Longtime sportscar entrant and driver Bruce Leven has died at the age of 79. Leven founded Bayside Disposal, the Seattle-based garbage collection and disposal firm, and grew it into an international concern, which allowed him to afford to go racing. As one of IMSA’s Gentleman Driver team owners in the late 1970s and on through the ’80s, Leven (above, Hal Crocker photo) surrounded himself with established stars, He enjoyed his first major success at Sebring in 1981 when he joined Hurley Haywood and Al Holbert in the Bayside Racing Porsche 935 to take a three-lap victory in the 12 Hours.

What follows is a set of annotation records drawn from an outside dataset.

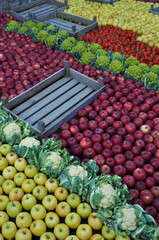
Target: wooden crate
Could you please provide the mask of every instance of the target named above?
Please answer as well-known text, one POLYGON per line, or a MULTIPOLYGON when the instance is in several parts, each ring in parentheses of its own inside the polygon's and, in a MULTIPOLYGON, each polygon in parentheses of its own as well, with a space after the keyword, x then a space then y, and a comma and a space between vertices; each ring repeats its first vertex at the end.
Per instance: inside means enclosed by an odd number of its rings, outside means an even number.
POLYGON ((149 12, 159 15, 159 7, 154 8, 154 5, 152 4, 149 12))
POLYGON ((28 122, 42 138, 90 104, 104 88, 102 78, 97 82, 70 69, 65 62, 63 69, 9 102, 2 98, 2 106, 14 118, 28 122))
POLYGON ((19 0, 17 7, 10 4, 10 13, 21 21, 40 19, 42 22, 45 16, 48 16, 58 8, 67 6, 65 3, 57 0, 19 0))

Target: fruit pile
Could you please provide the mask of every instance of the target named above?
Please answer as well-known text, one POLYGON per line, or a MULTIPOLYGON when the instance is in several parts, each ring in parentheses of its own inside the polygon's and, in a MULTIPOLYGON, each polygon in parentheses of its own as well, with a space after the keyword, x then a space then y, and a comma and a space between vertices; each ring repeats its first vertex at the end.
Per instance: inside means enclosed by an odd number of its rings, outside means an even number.
POLYGON ((0 172, 0 239, 115 238, 115 232, 103 226, 88 203, 34 165, 27 165, 8 144, 0 147, 0 172))
POLYGON ((121 52, 126 57, 132 55, 148 66, 159 65, 159 49, 137 40, 137 37, 139 35, 131 30, 106 25, 87 33, 82 40, 88 43, 98 43, 105 51, 121 52))
POLYGON ((101 173, 121 176, 132 203, 159 224, 159 96, 140 82, 122 80, 108 77, 105 92, 51 137, 77 160, 94 159, 101 173))

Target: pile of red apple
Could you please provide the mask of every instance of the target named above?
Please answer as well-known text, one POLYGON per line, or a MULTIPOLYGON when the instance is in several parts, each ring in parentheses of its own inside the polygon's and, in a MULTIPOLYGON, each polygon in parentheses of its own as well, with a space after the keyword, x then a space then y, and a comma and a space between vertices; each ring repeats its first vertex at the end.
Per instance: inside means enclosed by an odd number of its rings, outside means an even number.
POLYGON ((110 77, 105 91, 51 137, 76 160, 94 159, 100 173, 121 176, 132 203, 159 223, 159 94, 141 82, 110 77))

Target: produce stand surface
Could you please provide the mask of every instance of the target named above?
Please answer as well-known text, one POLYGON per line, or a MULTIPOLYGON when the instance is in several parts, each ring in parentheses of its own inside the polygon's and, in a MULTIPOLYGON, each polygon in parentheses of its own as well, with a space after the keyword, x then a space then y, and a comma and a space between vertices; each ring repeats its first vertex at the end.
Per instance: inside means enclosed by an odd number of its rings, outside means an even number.
POLYGON ((2 103, 13 117, 28 122, 39 137, 44 137, 55 132, 103 90, 102 78, 97 82, 70 69, 65 62, 65 67, 57 73, 9 102, 2 98, 2 103))

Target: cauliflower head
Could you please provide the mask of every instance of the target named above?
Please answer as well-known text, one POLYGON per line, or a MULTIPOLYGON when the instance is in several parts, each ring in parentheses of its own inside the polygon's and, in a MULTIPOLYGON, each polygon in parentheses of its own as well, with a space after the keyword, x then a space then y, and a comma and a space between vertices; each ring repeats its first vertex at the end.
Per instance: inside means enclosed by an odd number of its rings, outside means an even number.
POLYGON ((33 146, 39 146, 40 141, 33 138, 33 137, 26 137, 23 140, 21 140, 19 146, 25 146, 25 147, 33 147, 33 146))
POLYGON ((14 122, 11 122, 3 128, 3 132, 4 132, 6 137, 9 137, 9 135, 11 133, 13 133, 13 134, 16 133, 16 134, 20 135, 21 134, 21 128, 19 127, 18 124, 14 123, 14 122))
POLYGON ((100 68, 100 67, 105 67, 105 66, 108 66, 110 63, 110 59, 106 56, 99 56, 96 61, 95 61, 95 65, 97 68, 100 68))
POLYGON ((109 64, 108 69, 119 74, 123 71, 124 66, 119 60, 115 59, 109 64))
POLYGON ((82 166, 70 165, 68 173, 71 177, 80 177, 81 180, 88 176, 88 172, 82 166))
POLYGON ((62 161, 62 157, 57 152, 52 152, 47 156, 46 159, 49 159, 52 161, 52 169, 57 169, 62 161))
POLYGON ((122 214, 122 230, 134 231, 137 228, 135 209, 133 207, 125 207, 122 209, 122 214))
POLYGON ((102 208, 109 208, 113 204, 115 204, 115 195, 116 191, 110 184, 103 183, 101 185, 100 191, 104 195, 104 197, 101 199, 99 206, 102 208))

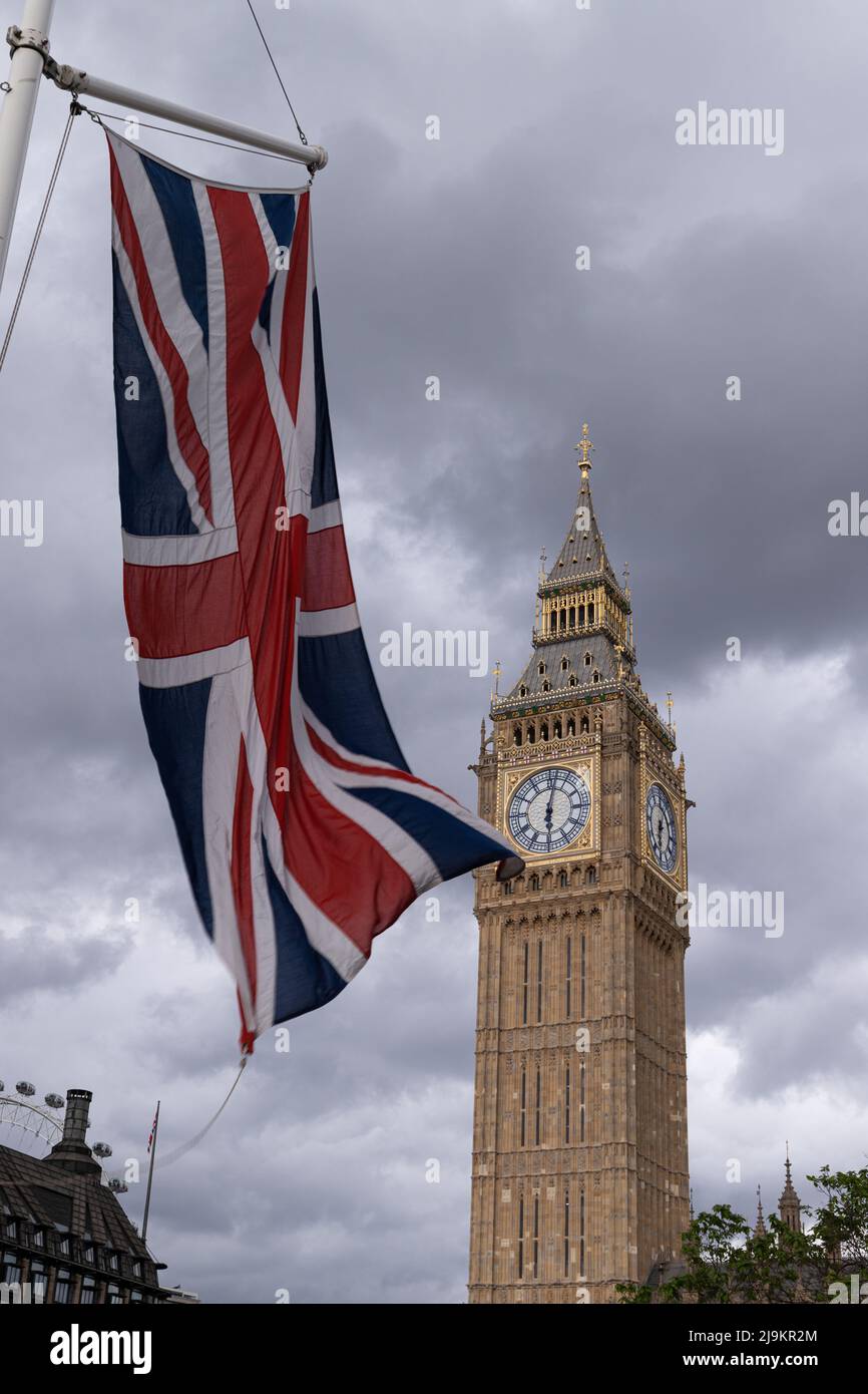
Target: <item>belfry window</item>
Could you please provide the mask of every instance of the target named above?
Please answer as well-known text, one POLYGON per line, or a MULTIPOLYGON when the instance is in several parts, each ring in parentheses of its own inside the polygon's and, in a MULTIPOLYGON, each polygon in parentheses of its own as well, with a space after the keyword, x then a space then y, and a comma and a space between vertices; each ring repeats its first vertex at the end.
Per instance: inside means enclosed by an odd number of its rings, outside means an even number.
POLYGON ((518 1277, 524 1277, 524 1196, 518 1196, 518 1277))
POLYGON ((524 1147, 527 1138, 527 1104, 528 1104, 528 1072, 527 1068, 521 1066, 521 1146, 524 1147))
POLYGON ((570 1190, 564 1192, 564 1278, 570 1277, 570 1190))
POLYGON ((539 1277, 539 1192, 534 1196, 534 1277, 539 1277))
POLYGON ((539 1115, 542 1112, 542 1076, 536 1066, 536 1108, 534 1111, 534 1143, 539 1147, 539 1115))

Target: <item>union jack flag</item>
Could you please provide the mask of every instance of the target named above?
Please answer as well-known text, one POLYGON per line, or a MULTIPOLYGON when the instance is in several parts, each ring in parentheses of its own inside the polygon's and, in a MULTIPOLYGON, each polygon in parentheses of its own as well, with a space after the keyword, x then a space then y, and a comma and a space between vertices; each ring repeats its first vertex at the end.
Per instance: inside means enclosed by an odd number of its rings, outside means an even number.
POLYGON ((521 863, 410 772, 380 701, 341 524, 308 190, 205 183, 107 138, 127 619, 249 1050, 340 993, 418 895, 521 863))

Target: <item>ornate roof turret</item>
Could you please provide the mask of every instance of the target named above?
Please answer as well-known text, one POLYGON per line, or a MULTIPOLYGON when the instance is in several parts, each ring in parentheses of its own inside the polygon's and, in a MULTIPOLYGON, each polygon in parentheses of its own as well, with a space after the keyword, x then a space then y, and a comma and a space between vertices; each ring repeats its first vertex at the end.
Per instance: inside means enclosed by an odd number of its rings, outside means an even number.
POLYGON ((617 580, 596 521, 587 422, 575 450, 581 481, 570 528, 549 570, 545 548, 539 559, 534 654, 511 691, 495 693, 492 717, 627 689, 674 750, 674 729, 659 718, 635 671, 630 573, 624 569, 624 583, 617 580))
POLYGON ((793 1175, 790 1171, 790 1144, 787 1143, 787 1160, 784 1164, 786 1181, 783 1190, 780 1192, 780 1200, 777 1202, 777 1214, 783 1224, 789 1230, 794 1230, 796 1234, 801 1234, 801 1200, 796 1195, 796 1188, 793 1185, 793 1175))

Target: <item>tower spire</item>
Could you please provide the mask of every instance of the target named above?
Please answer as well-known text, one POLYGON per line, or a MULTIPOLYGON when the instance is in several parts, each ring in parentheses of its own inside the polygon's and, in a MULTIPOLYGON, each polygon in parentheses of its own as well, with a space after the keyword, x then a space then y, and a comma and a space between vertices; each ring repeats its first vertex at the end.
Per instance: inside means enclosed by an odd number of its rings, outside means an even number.
POLYGON ((757 1186, 757 1224, 754 1225, 754 1238, 758 1239, 765 1232, 765 1220, 762 1217, 762 1188, 757 1186))
POLYGON ((777 1213, 780 1220, 789 1230, 794 1230, 796 1234, 801 1234, 801 1200, 796 1195, 796 1186, 793 1185, 793 1172, 790 1168, 790 1143, 787 1142, 787 1153, 784 1163, 784 1186, 780 1193, 780 1200, 777 1202, 777 1213))
POLYGON ((594 442, 588 435, 588 422, 585 421, 582 427, 581 441, 575 446, 578 454, 578 468, 581 470, 582 480, 588 478, 591 470, 591 452, 594 450, 594 442))

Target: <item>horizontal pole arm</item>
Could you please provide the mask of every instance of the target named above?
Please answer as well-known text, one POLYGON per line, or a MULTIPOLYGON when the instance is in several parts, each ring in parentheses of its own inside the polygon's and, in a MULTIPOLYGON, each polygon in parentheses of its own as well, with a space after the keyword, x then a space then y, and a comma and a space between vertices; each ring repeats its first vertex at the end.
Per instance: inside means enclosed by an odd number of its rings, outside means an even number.
POLYGON ((127 110, 145 112, 148 116, 159 116, 164 121, 176 121, 178 125, 192 125, 196 131, 238 141, 240 145, 268 151, 269 155, 283 155, 287 160, 307 164, 311 170, 323 169, 329 159, 322 145, 295 145, 291 141, 281 141, 265 131, 255 131, 251 125, 237 125, 235 121, 224 121, 219 116, 208 116, 206 112, 194 112, 192 107, 178 106, 177 102, 164 102, 163 98, 118 86, 117 82, 106 82, 103 78, 93 77, 92 72, 82 72, 81 68, 71 68, 68 64, 60 66, 50 59, 45 64, 45 75, 64 92, 72 92, 77 96, 86 93, 100 102, 111 102, 127 110))

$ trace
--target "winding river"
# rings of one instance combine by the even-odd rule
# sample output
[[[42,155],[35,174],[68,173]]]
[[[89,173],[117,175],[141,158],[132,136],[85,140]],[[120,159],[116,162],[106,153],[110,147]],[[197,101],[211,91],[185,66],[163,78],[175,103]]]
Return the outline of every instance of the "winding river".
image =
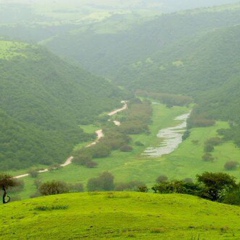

With the arrival of IMSA’s Grand Touring Prototype category that same season, Leven’s loyalty to Porsche meant he purchased the first 962 customer car, and his team became a regular contender with a list of drivers whose names were all familiar. Bob Wollek gave Leven and Bayside their first GTP win at Sears Point in 1985.
The Walter Gerber-led team’s best year was 1987, when it won six races from 11 starts — including the 12 Hours of Sebring, Laguna Seca, Mid-Ohio, Sears Point, Columbus and Del Mar — with drivers Jochen Mass and Bobby Rahal. Bayside repeated at Sebring in ’88, winning by nine laps with Klaus Ludwig and Hans Stuck at the wheel, but then the competitiveness of the 962 began to fade as Nissan, Jaguar and Toyota got a grip on the regulations.
With the growth of CART through the ’80s, Leven decided to field a Lola-Cosworth Indycar for Dominic Dobson in ’89 and ’90, producing a handful of top-10 finishes in the fiercely competitive series before ending the effort. In recent years Leven took part in select vintage racing events, continuing to feed his need for speed. To his family and many friends in and outside the sport, Vintage Racecar extends its sincerest sympathies.